Further adjustment for diabetes status (model 3) and obesity (model 4) removed most of the remaining association between Si and CAD. One may, however, argue that this could be a case of over adjustment, because the vast majority of participants with low Si were diabetic and/or obese. After adjustment for all covariates (model 5), insulin levels did not have any effect on CAD, but the interquartile decrement in Si was still associated with a 29% increase in the odds of CAD. Although not statistically significant, this finding may suggest that additional factors not included in these analyses may also play a role in the association between low Si and CAD.

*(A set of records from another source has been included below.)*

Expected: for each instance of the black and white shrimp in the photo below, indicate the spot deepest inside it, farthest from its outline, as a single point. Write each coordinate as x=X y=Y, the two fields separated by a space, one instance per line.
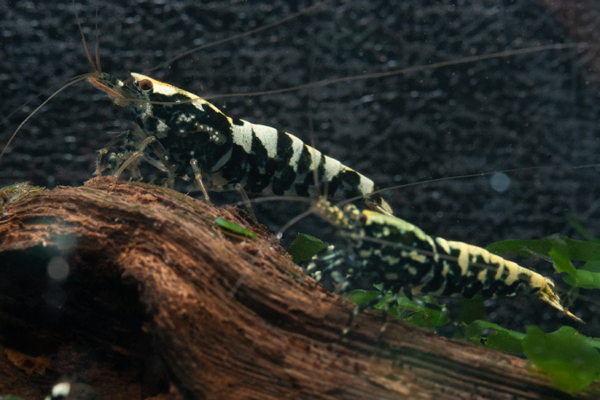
x=186 y=136
x=387 y=250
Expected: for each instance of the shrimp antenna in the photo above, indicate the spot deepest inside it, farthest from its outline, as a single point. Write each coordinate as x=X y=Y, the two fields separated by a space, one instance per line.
x=95 y=67
x=72 y=82
x=97 y=49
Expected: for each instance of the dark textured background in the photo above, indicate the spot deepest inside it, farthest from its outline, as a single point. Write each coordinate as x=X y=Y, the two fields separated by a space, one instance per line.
x=504 y=113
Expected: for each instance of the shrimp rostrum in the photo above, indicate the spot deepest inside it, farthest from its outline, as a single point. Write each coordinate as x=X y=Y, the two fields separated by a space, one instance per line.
x=387 y=250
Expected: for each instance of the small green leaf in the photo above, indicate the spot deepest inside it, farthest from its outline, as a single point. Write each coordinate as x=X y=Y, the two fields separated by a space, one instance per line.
x=579 y=250
x=305 y=247
x=581 y=230
x=420 y=314
x=562 y=262
x=235 y=228
x=471 y=309
x=571 y=362
x=500 y=339
x=592 y=266
x=363 y=297
x=585 y=279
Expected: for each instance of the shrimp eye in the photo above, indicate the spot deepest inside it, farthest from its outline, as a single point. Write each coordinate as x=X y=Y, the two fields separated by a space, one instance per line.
x=146 y=85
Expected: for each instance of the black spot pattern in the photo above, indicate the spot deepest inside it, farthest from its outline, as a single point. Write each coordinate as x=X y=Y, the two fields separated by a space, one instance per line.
x=385 y=263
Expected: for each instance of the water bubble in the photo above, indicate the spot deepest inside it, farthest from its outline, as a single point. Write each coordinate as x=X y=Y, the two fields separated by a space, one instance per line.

This is the largest epidemiological study to date that has assessed directly insulin sensitivity and related it to fasting and postload insulin levels, traditional cardiovascular risk factors, and CAD. Our findings of an association between low insulin sensitivity and CAD, largely independent of the effects of major cardiovascular risk factors, are consistent with previous studies that used fasting insulin levels as a marker of insulin sensitivity (613). In contrast to some of these previous studies (8,9,30), the association between Si and CAD was highly significant and independent of the effects of lipids, hypertension, and cigarette smoking. These results are also consistent with the previously reported (1719) association between low Si and carotid artery wall thickness, which is an index of atherosclerosis. A comparison of the intima-media thickness of the internal carotid arteries in the IRAS CAD case subjects and control subjects (Fig. 2), confirmed that the most insulin-resistant CAD case subjects had the most extensive carotid atherosclerosis. Thus, low insulin sensitivity is associated with both subclinical carotid atherosclerosis and clinical CAD.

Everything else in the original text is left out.